There has been an immense amount of misinformation about this ruling, so I'll attempt to set the record straight (since I've been following it pretty closely).
- Canada has three large telecom providers that span multiple provinces: Telus, Bell, and Rogers. Internet service has a few other large players (Shaw Communications) and many small players. For the most part, network infrastructure is purchased, maintained, and operated by the "Big 3" and Shaw (which operates only in Western provinces, and who is my ISP).
- The telecom industry is regulated by an arms-length agency called the Canadian Radio-Telecommunications Commission (CRTC). The CRTC is most famous for enforcing the infamous "Canadian-content" rules that ensure, in addition to quality Canadian and international programming, we get an additional percentage of programming that is mandated by law to be of Canadian origin. If you think that's a ridiculous rule, imagine how the vast majority of people here feel.
- The CRTC has a long and distinguished history of decisions that attempt to find a "middle-ground" between the sides being argued. Net neutrality died in Canada because of this, much to the concern of everyone who wasn't a telecom provider.
- In the Eastern provinces particularly, a number of small ISPs are permitted to use the networks of the larger providers to deliver services; essentially, they are middlemen. They lease bandwidth from the network owners and operators at rates determined by the CRTC, and the network owners are required to let them. Thus, artificial competition is created - the small guys can set low prices and pull customers from the larger ISPs, who in turn have to keep their prices low.

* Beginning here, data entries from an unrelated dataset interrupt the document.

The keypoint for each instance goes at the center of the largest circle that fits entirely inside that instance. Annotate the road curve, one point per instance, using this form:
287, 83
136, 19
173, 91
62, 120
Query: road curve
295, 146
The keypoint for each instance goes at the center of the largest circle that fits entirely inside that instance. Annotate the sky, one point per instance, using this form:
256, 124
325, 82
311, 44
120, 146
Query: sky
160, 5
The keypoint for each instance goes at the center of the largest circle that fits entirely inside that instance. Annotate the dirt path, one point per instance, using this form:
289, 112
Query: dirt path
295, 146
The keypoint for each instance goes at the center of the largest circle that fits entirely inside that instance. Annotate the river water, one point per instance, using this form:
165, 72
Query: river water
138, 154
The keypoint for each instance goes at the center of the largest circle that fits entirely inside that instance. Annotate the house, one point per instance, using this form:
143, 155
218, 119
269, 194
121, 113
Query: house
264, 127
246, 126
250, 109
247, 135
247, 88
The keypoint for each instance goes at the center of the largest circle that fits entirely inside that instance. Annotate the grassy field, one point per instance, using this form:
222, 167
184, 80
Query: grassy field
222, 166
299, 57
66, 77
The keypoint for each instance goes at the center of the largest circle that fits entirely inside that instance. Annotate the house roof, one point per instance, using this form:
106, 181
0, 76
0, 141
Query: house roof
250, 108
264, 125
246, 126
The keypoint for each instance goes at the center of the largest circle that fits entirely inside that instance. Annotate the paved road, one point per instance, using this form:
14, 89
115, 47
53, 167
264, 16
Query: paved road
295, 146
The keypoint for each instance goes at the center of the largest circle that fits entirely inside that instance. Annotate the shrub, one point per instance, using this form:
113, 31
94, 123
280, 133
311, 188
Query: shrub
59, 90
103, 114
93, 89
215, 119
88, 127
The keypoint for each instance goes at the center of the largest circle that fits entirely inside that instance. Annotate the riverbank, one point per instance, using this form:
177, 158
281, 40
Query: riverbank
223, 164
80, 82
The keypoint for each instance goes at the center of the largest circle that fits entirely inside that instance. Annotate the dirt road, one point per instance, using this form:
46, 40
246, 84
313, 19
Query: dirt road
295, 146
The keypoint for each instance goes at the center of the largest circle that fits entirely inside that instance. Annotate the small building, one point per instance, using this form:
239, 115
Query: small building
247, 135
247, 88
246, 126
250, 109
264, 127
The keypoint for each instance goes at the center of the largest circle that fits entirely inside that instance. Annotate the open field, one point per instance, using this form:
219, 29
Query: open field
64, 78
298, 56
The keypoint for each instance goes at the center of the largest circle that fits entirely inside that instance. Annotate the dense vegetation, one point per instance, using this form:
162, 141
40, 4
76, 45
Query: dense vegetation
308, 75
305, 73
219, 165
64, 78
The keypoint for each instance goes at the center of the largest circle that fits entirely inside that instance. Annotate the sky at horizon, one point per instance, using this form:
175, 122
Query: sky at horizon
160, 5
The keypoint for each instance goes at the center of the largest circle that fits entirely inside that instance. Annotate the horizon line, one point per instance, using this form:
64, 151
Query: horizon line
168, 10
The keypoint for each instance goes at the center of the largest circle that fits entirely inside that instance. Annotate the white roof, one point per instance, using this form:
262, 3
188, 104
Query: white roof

- Until this latest decision, the rates at which the small ISPs purchased network usage from the large network owners (who are also ISPs) were flat. This allowed the small ones to operate "unlimited bandwidth" plans, in which approximately 20% of their customer base used up to 80% of the total network capacity. Fees for maintenance and network expansion were low or non-existent; the network operators (which, to be fair, aren't exactly hurting) had to pay their own infrastructure costs.
- In Western Canada, these "artificial competitors" largely don't exist. I have two choices of ISP: Telus, or Shaw. Both have fixed bandwidth caps, and offer a variety of plans at different rates (which, compared to the US or Europe, are obscenely high).

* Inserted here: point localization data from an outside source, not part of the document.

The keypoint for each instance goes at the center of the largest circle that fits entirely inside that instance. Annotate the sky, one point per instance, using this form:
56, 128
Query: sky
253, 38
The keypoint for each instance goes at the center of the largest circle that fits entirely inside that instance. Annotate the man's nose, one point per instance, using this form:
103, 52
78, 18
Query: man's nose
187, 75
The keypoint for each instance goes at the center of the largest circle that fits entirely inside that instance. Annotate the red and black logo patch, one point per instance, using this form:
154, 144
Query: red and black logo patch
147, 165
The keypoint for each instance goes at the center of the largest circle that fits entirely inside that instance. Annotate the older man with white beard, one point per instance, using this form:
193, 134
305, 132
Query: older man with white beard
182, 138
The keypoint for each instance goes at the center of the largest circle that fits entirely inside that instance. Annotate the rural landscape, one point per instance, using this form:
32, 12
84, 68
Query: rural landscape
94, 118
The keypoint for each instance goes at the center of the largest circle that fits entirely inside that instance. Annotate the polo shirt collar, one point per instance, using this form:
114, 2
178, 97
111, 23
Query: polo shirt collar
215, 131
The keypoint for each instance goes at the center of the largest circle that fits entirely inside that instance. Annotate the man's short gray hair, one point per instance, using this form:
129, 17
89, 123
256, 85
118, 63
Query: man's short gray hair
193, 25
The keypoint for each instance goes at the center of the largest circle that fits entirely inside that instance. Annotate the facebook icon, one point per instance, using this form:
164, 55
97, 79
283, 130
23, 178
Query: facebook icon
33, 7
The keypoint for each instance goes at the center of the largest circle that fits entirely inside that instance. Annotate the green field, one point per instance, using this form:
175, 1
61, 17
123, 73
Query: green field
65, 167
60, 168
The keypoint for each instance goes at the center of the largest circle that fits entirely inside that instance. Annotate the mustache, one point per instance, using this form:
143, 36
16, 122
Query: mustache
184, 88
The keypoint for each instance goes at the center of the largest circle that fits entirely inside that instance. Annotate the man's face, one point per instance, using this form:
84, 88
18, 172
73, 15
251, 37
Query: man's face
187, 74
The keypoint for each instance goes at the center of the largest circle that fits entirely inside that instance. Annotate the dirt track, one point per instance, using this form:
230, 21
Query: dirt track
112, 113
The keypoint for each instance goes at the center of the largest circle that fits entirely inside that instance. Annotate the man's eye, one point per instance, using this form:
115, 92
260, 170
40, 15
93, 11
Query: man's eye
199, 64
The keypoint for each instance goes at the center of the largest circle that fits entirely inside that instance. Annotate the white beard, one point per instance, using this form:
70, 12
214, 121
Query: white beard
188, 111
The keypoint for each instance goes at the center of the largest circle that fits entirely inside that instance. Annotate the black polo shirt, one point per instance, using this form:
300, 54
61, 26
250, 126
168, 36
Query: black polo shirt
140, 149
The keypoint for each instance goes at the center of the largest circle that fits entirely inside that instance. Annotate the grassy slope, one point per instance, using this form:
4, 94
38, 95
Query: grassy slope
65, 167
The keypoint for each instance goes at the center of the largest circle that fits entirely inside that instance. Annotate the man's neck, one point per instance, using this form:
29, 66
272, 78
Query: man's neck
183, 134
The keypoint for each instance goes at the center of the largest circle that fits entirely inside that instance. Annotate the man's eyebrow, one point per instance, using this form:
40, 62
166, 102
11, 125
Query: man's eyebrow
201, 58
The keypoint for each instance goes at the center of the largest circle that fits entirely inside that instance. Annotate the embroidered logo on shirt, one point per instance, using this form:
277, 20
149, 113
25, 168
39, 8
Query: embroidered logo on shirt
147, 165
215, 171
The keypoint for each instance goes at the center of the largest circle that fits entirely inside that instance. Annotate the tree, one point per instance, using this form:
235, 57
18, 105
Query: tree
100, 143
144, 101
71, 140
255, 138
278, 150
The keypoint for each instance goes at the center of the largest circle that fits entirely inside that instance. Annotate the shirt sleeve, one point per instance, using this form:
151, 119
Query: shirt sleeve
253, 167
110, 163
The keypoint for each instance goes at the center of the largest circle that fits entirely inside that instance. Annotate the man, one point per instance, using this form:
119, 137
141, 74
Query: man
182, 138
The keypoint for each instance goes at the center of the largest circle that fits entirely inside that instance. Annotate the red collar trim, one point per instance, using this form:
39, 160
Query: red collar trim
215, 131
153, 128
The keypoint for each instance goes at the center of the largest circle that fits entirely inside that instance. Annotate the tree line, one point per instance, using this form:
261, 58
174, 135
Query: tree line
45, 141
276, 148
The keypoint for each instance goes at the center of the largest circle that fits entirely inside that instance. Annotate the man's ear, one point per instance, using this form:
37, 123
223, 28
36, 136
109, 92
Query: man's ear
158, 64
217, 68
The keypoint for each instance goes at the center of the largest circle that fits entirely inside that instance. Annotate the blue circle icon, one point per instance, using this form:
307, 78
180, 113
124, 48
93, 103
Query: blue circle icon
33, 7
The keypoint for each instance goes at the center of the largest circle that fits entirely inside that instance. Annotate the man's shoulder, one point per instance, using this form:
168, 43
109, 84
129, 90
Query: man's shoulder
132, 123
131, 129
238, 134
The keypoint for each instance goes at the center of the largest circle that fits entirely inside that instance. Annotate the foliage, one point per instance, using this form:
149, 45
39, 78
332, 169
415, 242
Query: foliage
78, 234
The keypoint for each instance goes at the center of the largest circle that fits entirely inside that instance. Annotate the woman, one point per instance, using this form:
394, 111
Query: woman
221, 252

- The recent CRTC decision allowed network owners to bill those ISPs riding on their infrastructure in accordance with their usage of the overall network; essentially, it would make unlimited plans prohibitively expensive for the smaller operators.
The decision didn't eliminate the ability of providers to offer unlimited bandwidth, but it prevented smaller ISPs who don't own or service their own infrastructure from providing plans which their competitors who own the network do not without paying extra for that ability. So, in many ways, it makes a lot of sense - for years, some areas have benefitted from artificially low costs (compared to the rest of the country) for Internet. On the flip side, permitting the network operators to charge the small ISPs based on the bandwidth used eliminates the [granted, artificial] competition that keeps the larger ISPs prices low to compete with the small ones who maintain a competitive advantage. However, the country already largely has usage-based billing (as do other countries) - most plans from the larger ISPs have specified bandwidth caps, above which you pay per-use. This decision doesn't change that in the slightest.

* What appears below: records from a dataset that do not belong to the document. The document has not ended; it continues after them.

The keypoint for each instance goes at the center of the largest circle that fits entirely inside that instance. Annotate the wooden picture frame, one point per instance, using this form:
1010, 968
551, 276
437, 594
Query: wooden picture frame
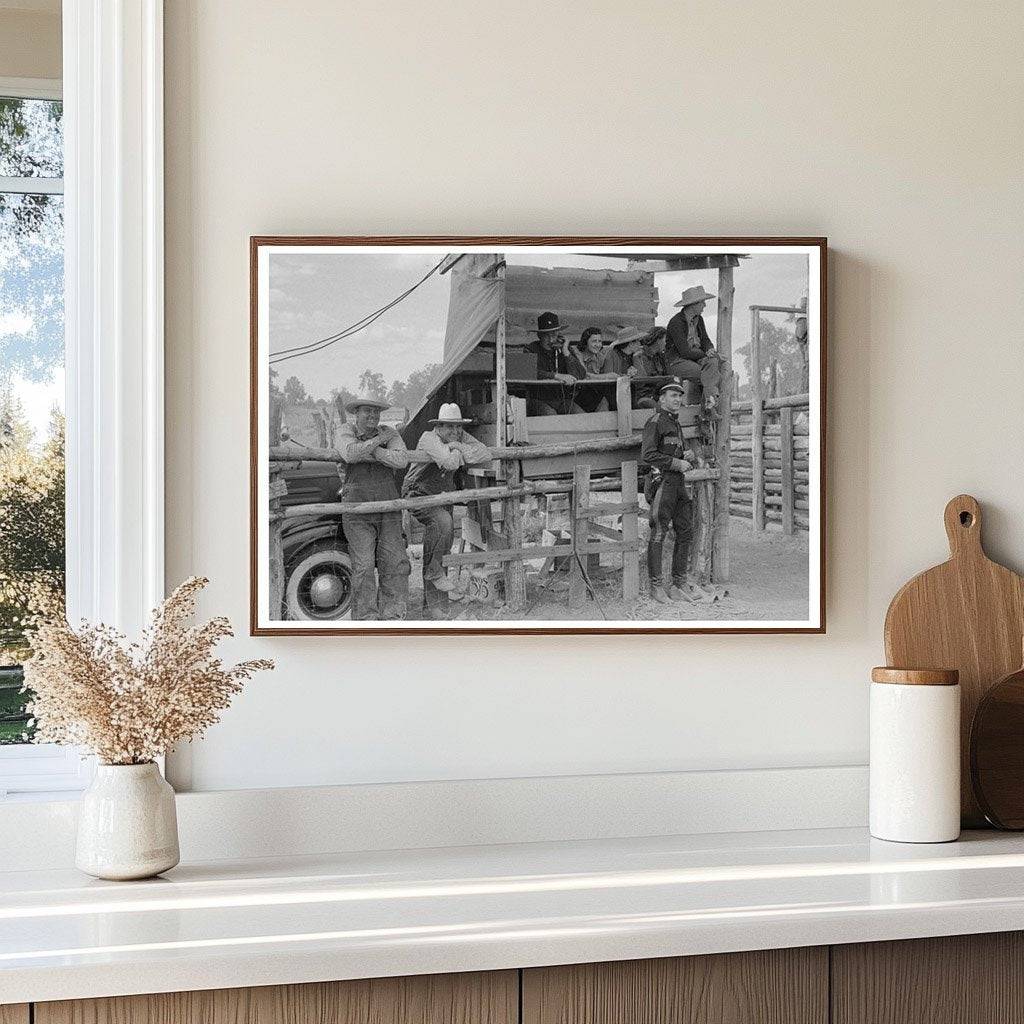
783, 476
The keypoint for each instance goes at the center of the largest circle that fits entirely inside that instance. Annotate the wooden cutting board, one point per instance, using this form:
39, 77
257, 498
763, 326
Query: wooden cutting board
967, 613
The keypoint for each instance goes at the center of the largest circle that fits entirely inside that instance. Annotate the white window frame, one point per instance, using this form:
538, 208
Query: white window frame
114, 334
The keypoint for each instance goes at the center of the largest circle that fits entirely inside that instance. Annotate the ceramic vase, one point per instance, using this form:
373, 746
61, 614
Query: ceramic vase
127, 825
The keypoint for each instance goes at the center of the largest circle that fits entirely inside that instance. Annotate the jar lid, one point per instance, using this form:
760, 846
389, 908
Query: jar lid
915, 677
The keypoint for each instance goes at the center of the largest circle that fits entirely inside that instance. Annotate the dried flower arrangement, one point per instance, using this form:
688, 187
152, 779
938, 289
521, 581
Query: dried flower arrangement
129, 704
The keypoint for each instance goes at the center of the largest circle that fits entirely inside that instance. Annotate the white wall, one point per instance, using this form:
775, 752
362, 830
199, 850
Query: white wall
895, 129
30, 40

Now, the government is stepping in to reverse the CRTC decision (according to today's updates, the CRTC is reviewing its own decision) and return things to the days of artificial competitiveness.
So, despite being a huge proponent of net neutrality and low-cost Internet for everyone, I actually kind of agree with the CRTC's original decision - network's should have the ability to charge their competitors based on their usage. Bandwidth is a finite resource on a network. That is not to say that I think the ISP market in Canada is healthy - rather, I think some introduction of alternative forms of competition is necessary to prevent us becoming even more of a telecom backwater.
I've read several position papers in the last year that effectively argue that the billing and usage methods of the future are going to eliminate "unlimited" use plans for TV, Internet, and mobile data, but expand services so that you will pay for a bandwidth allotment each month, and be able to use that as you please. This is talking about the global market - currently, Americans pay significantly above the actual cost for voice plans on mobile devices while paying immensely under the cost for their unlimited data bundles. Europeans too, for that matter. Eventually, we're all going to be billed on what we use, but we'll have the ability to choose what it is used to actually do. That, I think, makes a lot of sense.